Proponents of incrementalism tend to avoid the reality that the special interests oppose many of their proposals anyway, since most involve a reduction of their market share and funding. So right from the start incrementalists have weakened the impact of potential reforms without receiving any concessions in return from the major opponents. Incrementalists accommodate rather than resolve the fundamentally negative impact of private health insurance on health care delivery; indeed, the "reforms" that have been enacted have invariably strengthened rather than curtailed private insurance companies. Incrementalism unfortunately also undercuts the momentum for more comprehensive, effective reforms.

Others argue that moving to a single payer system—despite its positive impacts across the board on issues such as cost, coverage, access, choice, etc.—would be too disruptive, starting with the hospitals, doctors and insurance companies. More "time" is needed to allow everyone to "adjust" to the new reality. However, little evidence has been presented to back up this assertion.

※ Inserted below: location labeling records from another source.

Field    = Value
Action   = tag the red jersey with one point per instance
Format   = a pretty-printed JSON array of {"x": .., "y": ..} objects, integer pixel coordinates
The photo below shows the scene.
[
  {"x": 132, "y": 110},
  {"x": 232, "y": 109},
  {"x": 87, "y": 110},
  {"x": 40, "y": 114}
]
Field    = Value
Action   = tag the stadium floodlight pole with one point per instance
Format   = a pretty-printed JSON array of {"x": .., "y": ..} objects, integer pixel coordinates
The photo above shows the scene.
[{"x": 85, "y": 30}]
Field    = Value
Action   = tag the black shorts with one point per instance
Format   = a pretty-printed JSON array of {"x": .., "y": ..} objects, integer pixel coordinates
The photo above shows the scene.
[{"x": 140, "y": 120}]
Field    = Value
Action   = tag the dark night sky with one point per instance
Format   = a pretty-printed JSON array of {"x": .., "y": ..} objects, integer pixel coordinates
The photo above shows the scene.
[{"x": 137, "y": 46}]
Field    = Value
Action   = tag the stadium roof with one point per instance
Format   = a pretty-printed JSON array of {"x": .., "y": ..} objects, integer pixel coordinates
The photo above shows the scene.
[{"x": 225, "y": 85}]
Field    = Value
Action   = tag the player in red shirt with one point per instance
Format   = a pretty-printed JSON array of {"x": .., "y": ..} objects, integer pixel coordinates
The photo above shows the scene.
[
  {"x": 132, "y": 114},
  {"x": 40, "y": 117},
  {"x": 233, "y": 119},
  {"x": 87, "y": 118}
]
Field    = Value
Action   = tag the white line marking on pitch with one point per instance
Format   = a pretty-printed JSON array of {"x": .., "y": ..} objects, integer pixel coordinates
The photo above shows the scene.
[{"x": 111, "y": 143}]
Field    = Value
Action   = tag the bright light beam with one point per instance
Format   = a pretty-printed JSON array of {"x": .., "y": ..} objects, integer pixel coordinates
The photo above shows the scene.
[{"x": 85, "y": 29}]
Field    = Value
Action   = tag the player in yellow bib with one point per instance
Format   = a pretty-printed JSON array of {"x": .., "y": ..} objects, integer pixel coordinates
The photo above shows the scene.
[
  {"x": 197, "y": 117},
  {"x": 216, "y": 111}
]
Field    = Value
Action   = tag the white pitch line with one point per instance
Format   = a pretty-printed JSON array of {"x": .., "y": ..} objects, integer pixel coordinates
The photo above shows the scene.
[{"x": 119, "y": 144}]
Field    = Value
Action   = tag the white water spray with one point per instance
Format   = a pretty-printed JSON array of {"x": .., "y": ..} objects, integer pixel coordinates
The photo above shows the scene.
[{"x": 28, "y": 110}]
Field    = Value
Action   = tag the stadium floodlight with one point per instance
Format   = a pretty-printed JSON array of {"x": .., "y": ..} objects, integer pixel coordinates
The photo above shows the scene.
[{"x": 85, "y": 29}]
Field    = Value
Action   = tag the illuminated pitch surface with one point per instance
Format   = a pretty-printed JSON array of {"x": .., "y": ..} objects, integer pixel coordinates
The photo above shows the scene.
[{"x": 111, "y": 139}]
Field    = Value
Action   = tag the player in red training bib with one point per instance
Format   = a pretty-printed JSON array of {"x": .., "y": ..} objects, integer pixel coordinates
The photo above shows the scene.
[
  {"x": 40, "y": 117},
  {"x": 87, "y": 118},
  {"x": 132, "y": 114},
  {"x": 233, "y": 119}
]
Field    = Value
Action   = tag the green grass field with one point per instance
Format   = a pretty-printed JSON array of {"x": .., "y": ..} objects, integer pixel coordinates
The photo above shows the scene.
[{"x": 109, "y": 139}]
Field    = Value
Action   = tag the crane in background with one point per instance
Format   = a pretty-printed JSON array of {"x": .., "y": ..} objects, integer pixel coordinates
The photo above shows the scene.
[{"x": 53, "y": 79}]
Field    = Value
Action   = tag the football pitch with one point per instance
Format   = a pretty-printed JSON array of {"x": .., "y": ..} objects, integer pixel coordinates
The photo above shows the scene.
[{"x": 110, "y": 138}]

It should be noted that a number of industrial countries do have multipayer systems. What they don't have is our system of private health insurance, where doctors are forced to navigate a maze of companies, many of them for profit, with their own rules and paperwork. As much as a third of every health care dollar touched by private insurance firms goes to pay for their existence, paperwork and profit. In America, despite the fact that more than 60% of health care costs are now paid directly for by the government (e.g., Medicare and Medicaid), we allow private health insurance to dictate much of the terms of the health care system. In all other industrial countries, the health care system is determined through their system of representative democracy. If private insurance is allowed, it plays a minor supplemental role, operating under strict rules determined by the government, with no role for profit.

The chorus of calls for incremental reform has fallen badly out of tune with respect to what the people of New York want for their health care system and hopelessly out of tempo with what people need for their personal health and security. When Governor Spitzer weighs the evidence he will find that only a single payer system can provide affordable, comprehensive health care for all New Yorkers.